Inspiration
Each professor teaches their course material in a unique manner. They might pick and choose the concepts they teach or use technical vocabulary in unconventional ways. Furthermore, the order in which they teach these concepts varies from professor to professor. All this can make searching for answers on external resources confusing for students, who may be inundated with concepts they haven't learned yet, or with concepts they have learned but which are now discussed in a different manner or context than they were in class. And since we cannot increase the number of teachers, or the amount of extra time teachers spend in office hours, our GPTBot can fill this gap by providing students a source of inquiry that is always available to them.
What it does
Professors upload their course material (readings, lectures, syllabus, etc.) to our server. Our system preprocesses this data, including transcribing the lectures to text. Once we construct a corpus from all the lesson materials taught up to the present moment, we use it to fine-tune a GPT-3 instance.

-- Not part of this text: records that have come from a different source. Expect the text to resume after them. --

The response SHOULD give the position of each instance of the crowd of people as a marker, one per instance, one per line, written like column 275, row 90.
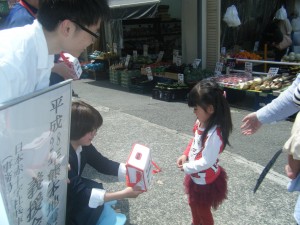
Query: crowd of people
column 35, row 31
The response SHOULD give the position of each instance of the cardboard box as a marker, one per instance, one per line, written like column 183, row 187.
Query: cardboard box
column 139, row 167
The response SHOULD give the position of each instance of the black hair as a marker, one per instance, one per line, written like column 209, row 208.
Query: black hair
column 84, row 12
column 206, row 93
column 84, row 118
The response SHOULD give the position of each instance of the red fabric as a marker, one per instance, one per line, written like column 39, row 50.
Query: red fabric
column 187, row 149
column 201, row 214
column 203, row 197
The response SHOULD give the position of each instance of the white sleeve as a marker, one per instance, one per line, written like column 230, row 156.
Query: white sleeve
column 97, row 197
column 296, row 97
column 210, row 155
column 281, row 107
column 122, row 172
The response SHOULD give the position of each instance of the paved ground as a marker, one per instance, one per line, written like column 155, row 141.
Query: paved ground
column 165, row 127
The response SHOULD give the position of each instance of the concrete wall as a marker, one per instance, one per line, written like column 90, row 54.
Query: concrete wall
column 189, row 30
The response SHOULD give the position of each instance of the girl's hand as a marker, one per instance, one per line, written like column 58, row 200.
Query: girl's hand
column 180, row 161
column 250, row 124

Students can then interact with a bot on their class's Discord server and ask it questions in the same way they would ask their professor. In this regard, it's like having infinite clones of their professor! Except these clones are available 24/7 and have instant, accurate recall.
Furthermore, students can improve the bot by giving correct answers a thumbs-up, which adds the Q&A interaction to the model's corpus, meaning that whenever that question is asked in the future, the bot will know the correct answer. Answers students think are incorrect can be given a thumbs-down, in which case the professor will be pinged. Once the professor gives the correct answer, this answer is added to the corpus in the same way as above.
How we built it
- We first built a proof of concept by utilizing OpenAI GPT-3 (Davinci) on a small website created by a professor to check whether we can get answers to our prompt.
- Next we built a discord bot using discord.py and Python
- Next we took the proof of concept code and turned it into a Flask application so we can service prompts coming in from the discord bot
- We also used the Huggingface Speech2Text/Google Cloud Speech API for lecture transcription which we added to extend our proof of concept work.
Challenges we ran into
Some challenges we ran into were:
- Rate limits with the OpenAI API calls on the free tier
- Massive data and limits to the query that GPT3 can handle
- Embedding mappings for all the text
- Setting up the discord bot and creating a thread, and having the bot reply within a thread.
Accomplishments that we're proud of
- The discord bot
- The GPT model that answers questions relevant to the slides/lectures
What we learned
- Prompt engineering
- Discord Bot development
- A full stack experience of combing an AI model, a flask app and a discord client app
What's next for Tutor Bot
- Integration into Brightspace, Campuswire, and any other platform primarily used by NYU students to interact with their coursework, professors, and classmates.
- Train the GPTutor model on additional lecture videos, homework/assignments for each course for individual professors to get more context for our answers.